This story about us appeared in the local Bloomington paper yesterday. Thanks, Mike.
NOLA evacuees just glad to be back in Bloomington
by Mike Leonard
September 1, 2005
Bart Everson and Christy Paxson hadn’t evacuated New Orleans in the six years they’d lived there and didn’t pay much heed to Hurricane Katrina, either, when chatter about the storm increased in intensity over the course of last week.
“Saturday morning, I got up and started reading The Times-Picayune, and when I saw the map with the projected path, I thought, ‘Uh-oh,'” Everson said Wednesday afternoon. “Within about a half-hour, I’d pretty well decided we were leaving tomorrow.”
The couple got up at 3 a.m. Sunday, packed hastily, and headed north from their Mid-City home at about 5 a.m. They made it as far as north-central Mississippi that evening when they decided to grab a hotel room where they could wait out the storm.
“When we got up in the morning and saw the footage of the roof being ripped off the Superdome, I honestly had visions of me stomping through the snow,” Everson said. “I knew we were headed back to Bloomington, and it was going to be a long time before we could go home.”
The married couple made it safely back to Bloomington, where Paxson’s parents, Mike and Susie, live.
“We’re homeless and jobless, and we don’t know what we’re going to do,” Everson said. “We got out with a couple of changes of clothing and our three cats, and that’s about it.”
Still, the former Bloomington residents are surprisingly sanguine.
“Every time I start feeling sorry for myself, I think of those images from the Superdome and the flooded streets and that snaps me back to reality pretty
quickly,” Paxson said. “We have friends and family here, and we’re healthy and safe.”
Like a million other evacuees from Louisiana, Mississippi and Alabama, however, the couple still have a hard time comprehending what happened to their
lives over the course of a weekend.
Paxson, an Ellettsville native, had just begun her second year teaching sixth grade in a public school in Algiers, which is just south and east of metropolitan New Orleans.
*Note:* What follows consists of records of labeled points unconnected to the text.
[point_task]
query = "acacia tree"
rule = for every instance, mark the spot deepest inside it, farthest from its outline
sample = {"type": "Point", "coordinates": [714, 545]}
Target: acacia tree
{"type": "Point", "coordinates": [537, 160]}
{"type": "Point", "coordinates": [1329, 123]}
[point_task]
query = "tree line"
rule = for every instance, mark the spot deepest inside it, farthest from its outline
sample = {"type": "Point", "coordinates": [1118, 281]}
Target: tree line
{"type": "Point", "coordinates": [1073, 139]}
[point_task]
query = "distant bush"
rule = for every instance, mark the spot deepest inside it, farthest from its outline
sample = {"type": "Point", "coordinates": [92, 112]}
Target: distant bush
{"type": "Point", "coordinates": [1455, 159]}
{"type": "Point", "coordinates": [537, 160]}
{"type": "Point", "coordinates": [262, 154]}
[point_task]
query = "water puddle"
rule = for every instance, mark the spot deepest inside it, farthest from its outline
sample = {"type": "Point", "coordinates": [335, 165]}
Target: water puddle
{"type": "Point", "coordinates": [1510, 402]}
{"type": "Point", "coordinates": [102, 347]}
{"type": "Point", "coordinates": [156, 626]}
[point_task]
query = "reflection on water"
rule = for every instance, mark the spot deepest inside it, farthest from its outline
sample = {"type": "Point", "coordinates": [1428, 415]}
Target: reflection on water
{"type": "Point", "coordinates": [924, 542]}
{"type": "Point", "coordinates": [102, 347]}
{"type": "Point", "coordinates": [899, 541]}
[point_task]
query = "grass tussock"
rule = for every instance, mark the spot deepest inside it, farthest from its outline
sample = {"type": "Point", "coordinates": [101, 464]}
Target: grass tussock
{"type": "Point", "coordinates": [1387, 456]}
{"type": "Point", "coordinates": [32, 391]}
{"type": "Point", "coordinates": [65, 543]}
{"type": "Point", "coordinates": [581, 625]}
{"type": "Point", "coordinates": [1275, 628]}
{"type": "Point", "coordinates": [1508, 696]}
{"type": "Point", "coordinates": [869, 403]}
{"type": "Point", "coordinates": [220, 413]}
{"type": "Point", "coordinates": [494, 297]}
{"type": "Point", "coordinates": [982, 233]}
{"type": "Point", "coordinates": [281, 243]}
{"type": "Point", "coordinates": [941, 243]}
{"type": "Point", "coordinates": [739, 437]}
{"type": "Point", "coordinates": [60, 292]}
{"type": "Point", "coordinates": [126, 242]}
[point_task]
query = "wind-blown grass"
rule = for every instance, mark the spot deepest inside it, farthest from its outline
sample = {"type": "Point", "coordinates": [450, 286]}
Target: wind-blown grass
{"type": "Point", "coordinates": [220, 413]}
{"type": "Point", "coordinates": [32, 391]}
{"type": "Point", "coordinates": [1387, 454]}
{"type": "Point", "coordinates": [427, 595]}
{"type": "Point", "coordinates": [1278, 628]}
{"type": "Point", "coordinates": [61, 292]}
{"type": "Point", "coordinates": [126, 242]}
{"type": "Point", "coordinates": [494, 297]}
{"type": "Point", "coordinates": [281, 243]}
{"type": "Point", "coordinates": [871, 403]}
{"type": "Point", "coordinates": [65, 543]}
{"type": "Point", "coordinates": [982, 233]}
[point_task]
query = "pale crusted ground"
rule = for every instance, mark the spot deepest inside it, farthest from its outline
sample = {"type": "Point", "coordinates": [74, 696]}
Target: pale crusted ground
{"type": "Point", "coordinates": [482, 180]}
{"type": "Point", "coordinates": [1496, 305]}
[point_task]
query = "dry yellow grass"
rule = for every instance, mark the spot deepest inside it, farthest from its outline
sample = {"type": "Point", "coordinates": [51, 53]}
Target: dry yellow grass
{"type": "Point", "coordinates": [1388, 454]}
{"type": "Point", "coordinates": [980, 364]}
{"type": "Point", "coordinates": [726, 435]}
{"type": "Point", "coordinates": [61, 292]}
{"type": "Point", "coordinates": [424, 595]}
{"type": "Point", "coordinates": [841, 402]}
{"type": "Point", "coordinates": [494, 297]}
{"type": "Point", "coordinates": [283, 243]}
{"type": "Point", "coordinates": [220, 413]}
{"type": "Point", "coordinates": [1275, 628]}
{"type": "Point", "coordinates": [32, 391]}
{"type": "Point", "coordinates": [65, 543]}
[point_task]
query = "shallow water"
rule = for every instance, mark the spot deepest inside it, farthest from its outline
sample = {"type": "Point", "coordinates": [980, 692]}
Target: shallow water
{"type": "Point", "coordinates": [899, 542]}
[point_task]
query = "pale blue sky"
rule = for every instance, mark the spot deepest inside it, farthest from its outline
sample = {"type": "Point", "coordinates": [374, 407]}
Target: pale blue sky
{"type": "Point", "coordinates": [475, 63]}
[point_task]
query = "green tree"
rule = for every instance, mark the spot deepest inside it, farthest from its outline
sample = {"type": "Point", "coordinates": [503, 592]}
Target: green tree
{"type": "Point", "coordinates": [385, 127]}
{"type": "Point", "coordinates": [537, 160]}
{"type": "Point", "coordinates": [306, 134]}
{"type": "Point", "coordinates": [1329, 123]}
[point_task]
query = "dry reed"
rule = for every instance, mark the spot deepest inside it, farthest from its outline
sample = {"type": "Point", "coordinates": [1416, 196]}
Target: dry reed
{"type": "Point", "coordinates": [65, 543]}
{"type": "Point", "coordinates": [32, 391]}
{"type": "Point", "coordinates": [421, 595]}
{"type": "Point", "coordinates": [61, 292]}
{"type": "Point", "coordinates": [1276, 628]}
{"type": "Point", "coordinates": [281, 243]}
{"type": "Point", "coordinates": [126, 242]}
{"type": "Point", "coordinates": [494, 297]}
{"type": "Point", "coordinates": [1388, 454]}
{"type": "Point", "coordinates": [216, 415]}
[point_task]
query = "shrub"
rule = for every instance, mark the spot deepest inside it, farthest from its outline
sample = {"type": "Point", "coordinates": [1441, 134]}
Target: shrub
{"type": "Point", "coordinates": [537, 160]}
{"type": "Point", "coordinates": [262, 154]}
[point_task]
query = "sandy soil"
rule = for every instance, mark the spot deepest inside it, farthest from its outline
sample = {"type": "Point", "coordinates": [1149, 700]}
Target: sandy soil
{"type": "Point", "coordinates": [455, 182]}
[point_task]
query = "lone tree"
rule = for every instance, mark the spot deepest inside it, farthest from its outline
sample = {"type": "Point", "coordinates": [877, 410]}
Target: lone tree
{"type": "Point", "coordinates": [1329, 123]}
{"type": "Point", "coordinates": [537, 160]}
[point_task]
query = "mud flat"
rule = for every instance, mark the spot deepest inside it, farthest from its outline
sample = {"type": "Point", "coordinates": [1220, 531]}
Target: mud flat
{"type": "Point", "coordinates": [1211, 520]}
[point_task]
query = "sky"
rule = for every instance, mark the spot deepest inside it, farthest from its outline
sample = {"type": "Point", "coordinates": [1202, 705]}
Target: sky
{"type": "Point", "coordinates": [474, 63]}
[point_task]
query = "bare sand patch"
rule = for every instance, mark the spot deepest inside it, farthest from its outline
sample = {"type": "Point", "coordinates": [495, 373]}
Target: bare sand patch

School was just getting started for Everson as well at Xavier University, where he works as a “multi-media artist” doing video production, Web design and computer programming.
Both are Indiana University alumni, and Everson was among the first graduates of the IU’s innovative MIME (Master’s in Immersive Mediated Environments) program.
Paxson and Everson say they truly came to love New Orleans and feel a part of the city and culture after living there for six years.
“It has a well-earned mystique in literature and film and cuisine,” Everson said. “It’s also a city where many people live in bone-crushing poverty, which is
something that people who go there for vacations or conventions can’t fully appreciate.”
Paxson noted, for example, that it was considered bold when the New Orleans school district guaranteed at the beginning of the school year that the schools would have toilet paper at all times and administrators were authorized to use credit cards to buy toilet paper at Wal-Mart if necessary.
The couple chafes at insinuations that people who didn’t evacuate were just stupid.
“There are 100,000 people in New Orleans that are too poor to own a car or pay for transportation,” Everson said. “And the thing is, that’s always been known. The potential for a devastating hurricane has been known. But there’s never been a plan to get these people out.”
They worry about their neighbors in racially and economically mixed Mid-City, which was inundated with water after a levee between the city and Lake
Pontchartrain failed on Monday. They’ve had trouble even contacting friends because telephone communication to land-lines and cell phones in the 504
area code remains spotty at best.
They expect that it will be months before they can return to the city, and even then, some are predicting that colleges will be closed for at least a semester and the public schools for possibly the entire school year. They fear that looters may well make off with what possessions the flood waters didn’t take.
“We’ll be looking for jobs here, and who knows, maybe we’ll wind up staying here for the rest of our lives,” Everson said. “I love Bloomington, but I hope we can go back. The future is just so uncertain right now.”
Paxson said she was in a surprisingly good mood on Wednesday, and she really couldn’t figure out why. “I have one pair of shoes,” she said with a good-humored laugh.
“It’s because what’s happened has made you focus on what’s really important,” her husband offered. “Life is not about stuff. It’s about people and family. Sometimes it takes something like this to remind us of that.”